Par l’intervention des Soubise se joignant aux Guéménée et aux Montbazon, ce procès devenait celui des Rohan contre les Rohan-Chabot. Le gros des courtisans se montrait plus favorables au duc de Rohan qu’aux Rohan, ceux-ci ayant eu la maladresse, dans les mémoires qu’ils avaient fait imprimer, de prétendre « s’élever au-dessus de toute noblesse, en princes qui étoient d’une classe hors du niveau, » et ce à raison de l’ancienneté de la maison de Rohan qu’ils prétendaient tirer d’un certain Conan Mériadec, « prétendu roi de Bretagne, continue Saint-Simon, qui n’exista jamais[1]. » Il n’en fallut pas davantage pour que les représentans des grandes familles françaises prissent fait et cause pour le duc de Rohan, bien que celui-ci fût personnellement peu aimé.

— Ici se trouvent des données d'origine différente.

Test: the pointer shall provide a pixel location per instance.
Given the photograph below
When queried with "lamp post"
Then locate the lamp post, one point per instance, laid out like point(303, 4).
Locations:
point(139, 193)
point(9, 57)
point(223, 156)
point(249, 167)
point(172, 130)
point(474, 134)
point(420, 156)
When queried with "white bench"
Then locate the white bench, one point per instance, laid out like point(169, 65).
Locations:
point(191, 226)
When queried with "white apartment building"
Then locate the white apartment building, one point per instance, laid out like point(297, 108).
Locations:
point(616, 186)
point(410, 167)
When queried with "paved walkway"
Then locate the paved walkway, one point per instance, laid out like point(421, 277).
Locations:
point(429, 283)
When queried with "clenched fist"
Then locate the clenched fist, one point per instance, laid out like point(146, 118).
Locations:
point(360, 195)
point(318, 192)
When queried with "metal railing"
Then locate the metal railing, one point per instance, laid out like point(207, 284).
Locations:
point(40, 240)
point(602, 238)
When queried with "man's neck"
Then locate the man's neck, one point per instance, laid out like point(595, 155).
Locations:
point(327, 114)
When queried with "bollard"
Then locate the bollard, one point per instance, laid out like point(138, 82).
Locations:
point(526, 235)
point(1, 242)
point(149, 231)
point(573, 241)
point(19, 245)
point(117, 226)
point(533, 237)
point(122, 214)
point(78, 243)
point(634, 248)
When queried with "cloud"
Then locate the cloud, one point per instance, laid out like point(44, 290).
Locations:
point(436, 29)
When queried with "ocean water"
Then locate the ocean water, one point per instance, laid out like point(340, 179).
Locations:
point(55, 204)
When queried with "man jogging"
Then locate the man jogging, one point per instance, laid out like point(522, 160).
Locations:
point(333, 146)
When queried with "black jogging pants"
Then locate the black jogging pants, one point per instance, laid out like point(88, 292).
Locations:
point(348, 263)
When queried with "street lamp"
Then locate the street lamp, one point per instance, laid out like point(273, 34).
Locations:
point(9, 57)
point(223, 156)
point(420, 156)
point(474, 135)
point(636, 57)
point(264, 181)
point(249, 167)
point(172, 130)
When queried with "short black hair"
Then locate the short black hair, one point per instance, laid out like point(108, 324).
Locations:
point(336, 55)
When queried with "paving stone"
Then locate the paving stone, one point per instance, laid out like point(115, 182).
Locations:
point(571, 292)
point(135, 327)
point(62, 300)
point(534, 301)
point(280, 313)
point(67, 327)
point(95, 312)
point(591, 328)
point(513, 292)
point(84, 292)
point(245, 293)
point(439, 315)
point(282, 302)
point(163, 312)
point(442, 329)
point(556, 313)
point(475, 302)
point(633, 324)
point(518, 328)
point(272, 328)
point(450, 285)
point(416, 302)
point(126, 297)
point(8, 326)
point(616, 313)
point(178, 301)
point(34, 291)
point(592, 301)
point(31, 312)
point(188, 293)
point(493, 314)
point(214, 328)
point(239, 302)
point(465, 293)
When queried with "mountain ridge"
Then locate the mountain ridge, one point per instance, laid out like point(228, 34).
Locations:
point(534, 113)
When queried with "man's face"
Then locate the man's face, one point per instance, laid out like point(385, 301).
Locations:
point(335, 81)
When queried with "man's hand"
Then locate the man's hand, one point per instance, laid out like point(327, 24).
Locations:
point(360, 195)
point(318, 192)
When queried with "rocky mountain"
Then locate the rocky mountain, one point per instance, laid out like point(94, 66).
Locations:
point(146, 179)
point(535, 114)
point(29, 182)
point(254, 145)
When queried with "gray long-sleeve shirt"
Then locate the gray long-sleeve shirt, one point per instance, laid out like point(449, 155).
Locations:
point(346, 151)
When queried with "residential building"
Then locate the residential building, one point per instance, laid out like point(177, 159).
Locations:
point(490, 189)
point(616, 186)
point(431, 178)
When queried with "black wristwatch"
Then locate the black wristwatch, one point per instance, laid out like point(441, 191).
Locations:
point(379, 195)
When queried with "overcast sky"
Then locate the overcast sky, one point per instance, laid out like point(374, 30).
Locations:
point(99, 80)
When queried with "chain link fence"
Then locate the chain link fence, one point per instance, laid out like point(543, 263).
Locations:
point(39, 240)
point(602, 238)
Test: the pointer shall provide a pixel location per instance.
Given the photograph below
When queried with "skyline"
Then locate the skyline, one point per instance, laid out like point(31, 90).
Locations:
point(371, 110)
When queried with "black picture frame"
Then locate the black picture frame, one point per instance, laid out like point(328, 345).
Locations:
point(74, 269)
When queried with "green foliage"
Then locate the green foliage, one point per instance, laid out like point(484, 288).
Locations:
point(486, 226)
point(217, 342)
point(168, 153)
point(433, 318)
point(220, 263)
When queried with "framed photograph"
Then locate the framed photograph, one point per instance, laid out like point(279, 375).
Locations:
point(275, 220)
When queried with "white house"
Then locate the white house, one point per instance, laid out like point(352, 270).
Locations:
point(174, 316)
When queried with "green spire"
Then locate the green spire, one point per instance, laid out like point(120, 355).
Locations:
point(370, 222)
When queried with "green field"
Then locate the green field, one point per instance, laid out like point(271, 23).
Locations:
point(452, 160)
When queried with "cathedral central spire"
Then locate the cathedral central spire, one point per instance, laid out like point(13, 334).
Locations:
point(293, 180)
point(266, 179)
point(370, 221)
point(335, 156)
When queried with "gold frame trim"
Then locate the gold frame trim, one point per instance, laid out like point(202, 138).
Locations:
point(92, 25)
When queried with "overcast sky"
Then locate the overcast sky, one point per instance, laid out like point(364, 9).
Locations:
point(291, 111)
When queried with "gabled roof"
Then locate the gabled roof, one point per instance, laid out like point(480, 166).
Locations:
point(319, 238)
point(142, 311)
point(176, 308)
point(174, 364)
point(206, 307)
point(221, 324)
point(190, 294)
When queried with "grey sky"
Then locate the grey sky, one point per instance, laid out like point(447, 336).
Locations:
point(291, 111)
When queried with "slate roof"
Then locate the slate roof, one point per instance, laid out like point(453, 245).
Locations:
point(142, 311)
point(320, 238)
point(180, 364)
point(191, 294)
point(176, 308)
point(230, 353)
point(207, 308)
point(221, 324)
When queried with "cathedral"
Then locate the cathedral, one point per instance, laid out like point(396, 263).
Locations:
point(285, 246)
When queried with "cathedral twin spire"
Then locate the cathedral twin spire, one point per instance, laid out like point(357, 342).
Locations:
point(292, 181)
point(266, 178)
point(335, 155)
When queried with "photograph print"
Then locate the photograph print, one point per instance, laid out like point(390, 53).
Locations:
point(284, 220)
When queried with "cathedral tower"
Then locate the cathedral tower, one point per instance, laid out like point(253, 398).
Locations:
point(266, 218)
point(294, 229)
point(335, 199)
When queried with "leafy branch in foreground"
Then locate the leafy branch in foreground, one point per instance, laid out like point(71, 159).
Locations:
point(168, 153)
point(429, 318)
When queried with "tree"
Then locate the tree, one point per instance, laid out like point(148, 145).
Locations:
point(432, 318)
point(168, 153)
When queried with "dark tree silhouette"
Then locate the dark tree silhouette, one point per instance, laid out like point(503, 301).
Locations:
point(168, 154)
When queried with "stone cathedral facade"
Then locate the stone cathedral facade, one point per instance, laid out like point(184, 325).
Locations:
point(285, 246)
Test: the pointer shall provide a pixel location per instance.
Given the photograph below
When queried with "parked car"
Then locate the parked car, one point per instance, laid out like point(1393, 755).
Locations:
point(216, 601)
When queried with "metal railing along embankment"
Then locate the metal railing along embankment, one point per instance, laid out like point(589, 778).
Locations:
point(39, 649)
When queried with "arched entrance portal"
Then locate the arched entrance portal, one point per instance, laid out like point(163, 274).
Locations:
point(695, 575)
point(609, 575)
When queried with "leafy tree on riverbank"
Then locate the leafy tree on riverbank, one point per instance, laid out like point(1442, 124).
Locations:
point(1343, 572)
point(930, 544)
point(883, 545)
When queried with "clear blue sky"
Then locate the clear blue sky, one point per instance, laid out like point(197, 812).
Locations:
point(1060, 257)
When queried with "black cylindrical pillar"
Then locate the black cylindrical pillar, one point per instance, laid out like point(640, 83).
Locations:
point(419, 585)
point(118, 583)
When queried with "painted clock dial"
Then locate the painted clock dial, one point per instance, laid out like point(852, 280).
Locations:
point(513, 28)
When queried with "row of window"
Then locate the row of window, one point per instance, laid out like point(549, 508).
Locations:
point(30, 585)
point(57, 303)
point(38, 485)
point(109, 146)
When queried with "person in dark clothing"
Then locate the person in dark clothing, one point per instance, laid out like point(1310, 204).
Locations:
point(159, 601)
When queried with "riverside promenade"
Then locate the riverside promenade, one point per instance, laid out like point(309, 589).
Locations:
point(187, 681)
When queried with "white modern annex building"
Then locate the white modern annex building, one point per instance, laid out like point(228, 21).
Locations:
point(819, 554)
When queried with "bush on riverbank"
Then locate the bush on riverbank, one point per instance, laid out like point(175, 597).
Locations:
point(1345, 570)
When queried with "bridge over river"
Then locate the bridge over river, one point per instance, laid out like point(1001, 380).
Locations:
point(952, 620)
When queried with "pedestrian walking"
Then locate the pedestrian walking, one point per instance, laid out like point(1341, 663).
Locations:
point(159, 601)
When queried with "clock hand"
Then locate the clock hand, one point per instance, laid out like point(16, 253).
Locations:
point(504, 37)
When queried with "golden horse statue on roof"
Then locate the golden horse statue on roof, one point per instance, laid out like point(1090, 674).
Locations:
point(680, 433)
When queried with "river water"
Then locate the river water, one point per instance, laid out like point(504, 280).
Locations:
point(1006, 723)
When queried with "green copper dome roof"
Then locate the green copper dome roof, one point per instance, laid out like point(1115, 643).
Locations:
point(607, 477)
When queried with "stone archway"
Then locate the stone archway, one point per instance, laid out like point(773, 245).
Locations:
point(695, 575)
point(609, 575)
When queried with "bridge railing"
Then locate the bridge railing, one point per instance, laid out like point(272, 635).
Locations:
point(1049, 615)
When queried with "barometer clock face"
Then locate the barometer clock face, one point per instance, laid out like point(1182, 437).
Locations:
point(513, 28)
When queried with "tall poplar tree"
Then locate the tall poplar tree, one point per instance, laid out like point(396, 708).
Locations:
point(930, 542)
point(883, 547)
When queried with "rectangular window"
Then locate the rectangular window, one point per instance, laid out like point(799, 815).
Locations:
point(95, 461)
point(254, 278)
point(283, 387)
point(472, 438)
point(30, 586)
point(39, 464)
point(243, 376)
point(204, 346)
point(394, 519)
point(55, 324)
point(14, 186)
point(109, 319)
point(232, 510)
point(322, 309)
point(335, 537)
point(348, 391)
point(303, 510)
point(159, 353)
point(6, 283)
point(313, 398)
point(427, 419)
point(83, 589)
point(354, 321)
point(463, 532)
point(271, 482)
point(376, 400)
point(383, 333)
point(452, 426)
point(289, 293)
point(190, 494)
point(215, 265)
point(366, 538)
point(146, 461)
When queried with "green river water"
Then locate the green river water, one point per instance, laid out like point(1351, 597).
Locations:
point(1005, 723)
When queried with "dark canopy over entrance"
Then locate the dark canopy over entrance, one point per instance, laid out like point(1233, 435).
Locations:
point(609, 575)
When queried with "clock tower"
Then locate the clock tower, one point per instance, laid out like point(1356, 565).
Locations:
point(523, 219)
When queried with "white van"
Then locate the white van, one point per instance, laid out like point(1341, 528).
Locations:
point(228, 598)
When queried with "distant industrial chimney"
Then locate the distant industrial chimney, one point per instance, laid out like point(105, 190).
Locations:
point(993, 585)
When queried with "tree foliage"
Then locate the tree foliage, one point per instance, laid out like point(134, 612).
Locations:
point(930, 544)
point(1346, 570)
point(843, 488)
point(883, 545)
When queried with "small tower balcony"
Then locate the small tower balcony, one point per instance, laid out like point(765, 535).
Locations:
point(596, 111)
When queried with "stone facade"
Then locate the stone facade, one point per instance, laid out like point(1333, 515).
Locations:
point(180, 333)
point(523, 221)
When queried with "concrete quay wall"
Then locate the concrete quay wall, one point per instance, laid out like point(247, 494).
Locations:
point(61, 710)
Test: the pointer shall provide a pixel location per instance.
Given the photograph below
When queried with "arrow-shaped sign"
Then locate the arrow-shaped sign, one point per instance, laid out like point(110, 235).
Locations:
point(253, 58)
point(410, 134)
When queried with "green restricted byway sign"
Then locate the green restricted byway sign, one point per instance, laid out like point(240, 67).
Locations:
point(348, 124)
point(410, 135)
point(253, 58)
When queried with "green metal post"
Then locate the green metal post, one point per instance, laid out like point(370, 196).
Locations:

Informé du bruit que faisait l’affaire, le Roi, après s’en être défendu longtemps, prit, à la sollicitation des parties en cause des deux côtés, une grande décision, qui n’avait cependant rien de contraire aux usages du temps : ce fut d’évoquer l’affaire devant lui. Mais au lieu de la faire venir devant le Conseil d’en Haut, qui était généralement appelé à juger les

  1. Saint-Simon. Édition Boislisle, t. XIV, p. 110.